Entre os dias 11 e 13 de abril deste ano, cerca de 280 famílias dos acampamentos Chico Mendes I e Chico Mendes II, na fazenda Espinheiro/Itambaracá, situados no município de Acorizal (a 747 km da capital), foram vítimas de um despejo ilegal e violento. Elas estavam acampadas há três anos, esperando decisão final para serem assentadas.

A justiça estadual de Mato Grosso desrespeitou o artigo 109 da Constituição Federal ao conceder liminar ao proprietário da área de 2,5 mil hectares, Celso Biancardini, para expulsar os Sem Terra. A fazenda já havia sido declarada de interesse social em 11 de fevereiro do ano passado. A desapropriação está em fase de ajuizamento, com dinheiro empenhado e aguarda apenas decisão do Supremo Tribunal Federal (STF).

A Sem Terra Helena de Souza conta que os acampados do Chico Mendes I foram surpreendidos na terça (11/04) por volta das 5h30, com a presença de policiais militares fortemente armados, auxiliados por veículos, caminhões e máquinas de pá carregadeira. O tenente Patrocínio, chefe da operação, determinou o prazo de uma hora para que todas as pessoas desocupassem a área. “Ele fazia muita pressão psicológica, dizia que ia meter a borracha, que ia jogar o trator nos barracos e derrubar tudo se nós não colocássemos nossas coisas nos caminhões. E a PM chegou mesmo a passar por cima de
vários barracos, destruindo tudo o que havia. Graças a deus que Sem Terra acorda cedo para trabalhar, se não teria havido morte”, disse Souza. Parte dos pertences dos acampados foi transportada para frente da sede do Incra (MT), em Cuiabá.

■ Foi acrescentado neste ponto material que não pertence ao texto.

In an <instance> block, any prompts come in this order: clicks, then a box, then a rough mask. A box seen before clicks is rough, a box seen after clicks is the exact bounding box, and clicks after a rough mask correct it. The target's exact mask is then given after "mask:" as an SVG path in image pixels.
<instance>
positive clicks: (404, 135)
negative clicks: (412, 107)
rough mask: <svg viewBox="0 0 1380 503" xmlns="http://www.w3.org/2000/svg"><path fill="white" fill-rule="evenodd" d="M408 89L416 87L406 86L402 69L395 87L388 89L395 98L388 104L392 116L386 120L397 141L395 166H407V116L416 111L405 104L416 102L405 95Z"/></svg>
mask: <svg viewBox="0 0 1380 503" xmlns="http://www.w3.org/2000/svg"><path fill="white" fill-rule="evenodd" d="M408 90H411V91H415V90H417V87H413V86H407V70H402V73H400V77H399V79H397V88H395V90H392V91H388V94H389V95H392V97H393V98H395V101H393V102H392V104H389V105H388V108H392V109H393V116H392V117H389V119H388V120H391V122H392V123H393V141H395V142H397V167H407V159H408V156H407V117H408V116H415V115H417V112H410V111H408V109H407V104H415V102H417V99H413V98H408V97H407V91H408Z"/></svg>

Enquanto a PM tentava cumprir a ordem ilegal de despejo, os acampados articularam uma rede de solidariedade com movimentos sociais para promover uma intervenção política. O esforço resultou na suspensão do despejo na quarta-feira à noite (12/04) e no agendamento de uma audiência na Assembléia Legislativa de Mato Grosso.

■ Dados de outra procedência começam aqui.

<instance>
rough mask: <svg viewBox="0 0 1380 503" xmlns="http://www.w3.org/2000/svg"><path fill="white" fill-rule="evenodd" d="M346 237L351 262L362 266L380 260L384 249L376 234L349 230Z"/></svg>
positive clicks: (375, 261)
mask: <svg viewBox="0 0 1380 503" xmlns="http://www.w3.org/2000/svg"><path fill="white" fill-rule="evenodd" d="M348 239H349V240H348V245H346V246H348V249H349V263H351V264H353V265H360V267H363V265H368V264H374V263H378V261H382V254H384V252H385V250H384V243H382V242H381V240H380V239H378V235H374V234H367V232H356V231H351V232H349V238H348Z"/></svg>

Porém, os Sem Terra continuavam sofrem pressões da PM no acampamento. Aerika Aparecida da Silva, integrante do MST, conta que policiais e uma equipe de segurança contratada pelo proprietário furtaram toda a plantação de mandioca, milho, abóbora e quiabo, além de saquearem o depósito de alimentos, levando fardos de arroz, feijão e sacos de leite. “Eles deixaram as famílias sem comer por dois dias. E durante essas noites, os PMs falaram alto, tocaram sinos e andaram de moto entre os barracos”,
lembra Silva.

O resultado da audiência na Assembléia foi negativo e a PM voltou agir nos acampamentos, retirando todas as famílias do local. Eles deixaram os pertences restantes a 500 metros do Incra de Cuiabá, em uma das avenidas mais movimentadas da cidade. “No trajeto sumiram 28 fardos de feijão, 15 caixas de óleo, 15 fardos de leite, toda a merenda escolar enviada pela prefeitura de Acorizal, oito metros de lona, ferramentas, dois botijões de gás, um som de carro e uma caixa de som amplificado”, enumera o acampado Carlos Ximenes.

Nas margens da avenida, os Sem Terra montaram um novo acampamento, chamado de Blairo Maggi. As atividades do Movimento continuaram no intuito de denunciar as ações combinadas entre governo estadual, justiça estadual e mesa diretora da Assembléia Legislativa.

Em 17 de abril, o MST lembrou do massacre de Eldorado dos Carajás e cobrou punição aos culpados em protesto em frente à Justiça Federal, em Cuiabá. Em 25 de abril, organizou um ato público na capital contra a violência do agronegócio, no qual estiveram presentes representantes da CUT (Central Única dos Trabalhadores), do Sindicato dos Bancários do MT, do Diretório Central dos Estudantes da Universidade Federal de Mato Grosso e do Conselho Indigenista Missionário (Cimi), entre outras
entidades. No dia seguinte, também em Cuiabá, o MST participou de uma
manifestação em defesa da educação pública.

Em 27 de abril, o Movimento foi às ruas em solidariedade à luta pela redução das tarifas, instalação e
ampliação do passe livre e estatização do transporte coletivo em Cuiabá e Várzea Grande. E em primeiro de maio, o MST engrossou as fileiras na Romaria das/os Trabalhadoras/es na capital. O MST tem hoje 3,5 mil famílias no Mato Grosso.